I am trying to execute this query:
add FILE /home/user1/test/test_udf.py;
SELECT a.hash_code, col2
FROM (SELECT transform (col2, col3) using 'python test_udf.py' as hash_code, col2
FROM sample_table) a ;
I am able to successfully generate the hash_code using the udf but the other column (col2) is getting populated as NULL
.
Sample Output:
sjhfshhalksjlkfj128798172jasjhas NULL
ajsdlkja982988290819189089089889 NULL
jhsad817982mnsandkjsahj982398290 NULL
I know what's wrong with your HiveSql.
In transform (col2, col3) using 'python test_udf.py' as hash_code, col2 FROM sample_table
, the hash_code, col2
's value is parsed from transform (col2, col3)
's return value.
The clo2
is parsed from transform (col2, col3)
, which is NULL
.
I read the Transform doc, picked up the related info as below.

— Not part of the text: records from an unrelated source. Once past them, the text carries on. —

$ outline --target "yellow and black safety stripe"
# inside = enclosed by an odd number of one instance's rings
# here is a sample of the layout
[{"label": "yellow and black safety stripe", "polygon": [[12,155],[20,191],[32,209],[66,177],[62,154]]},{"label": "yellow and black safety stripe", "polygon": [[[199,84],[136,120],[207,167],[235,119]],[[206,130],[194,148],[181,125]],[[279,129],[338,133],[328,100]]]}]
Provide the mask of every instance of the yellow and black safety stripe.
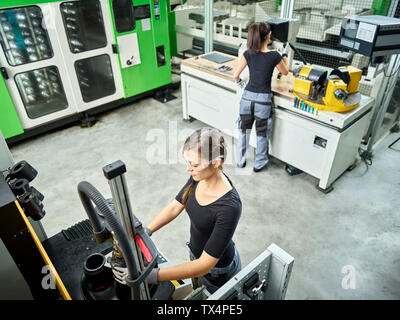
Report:
[{"label": "yellow and black safety stripe", "polygon": [[42,256],[45,264],[48,266],[51,275],[53,276],[53,279],[56,283],[57,289],[60,292],[62,298],[64,300],[72,300],[70,294],[68,293],[67,288],[65,287],[64,283],[62,282],[60,276],[58,275],[56,268],[54,267],[53,263],[50,260],[50,257],[48,256],[46,250],[44,249],[41,241],[39,240],[35,230],[33,229],[32,225],[30,224],[28,218],[26,217],[24,210],[21,208],[19,202],[15,200],[15,205],[18,208],[18,211],[21,215],[21,218],[25,222],[26,227],[29,230],[30,235],[32,236],[32,240],[34,241],[40,255]]}]

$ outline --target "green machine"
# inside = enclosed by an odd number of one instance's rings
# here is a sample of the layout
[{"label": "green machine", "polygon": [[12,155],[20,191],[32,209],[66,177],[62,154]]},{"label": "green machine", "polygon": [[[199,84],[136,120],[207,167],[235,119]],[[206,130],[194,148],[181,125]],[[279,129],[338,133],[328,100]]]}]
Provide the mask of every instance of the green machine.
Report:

Transform/Map-Reduce Syntax
SELECT TRANSFORM '(' expression (',' expression)* ')'
(inRowFormat)?
USING 'my_reduce_script'
( AS colName (',' colName)* )?
(outRowFormat)? (outRecordReader)?
You'd better not mix transform
with other select
, as the syntax won't support.
Update:
There is a hack to do what you want: let the test_udf.py
return hash_code\t col2
.
So you can parse hash_code, col2
from it. This would solve your problem.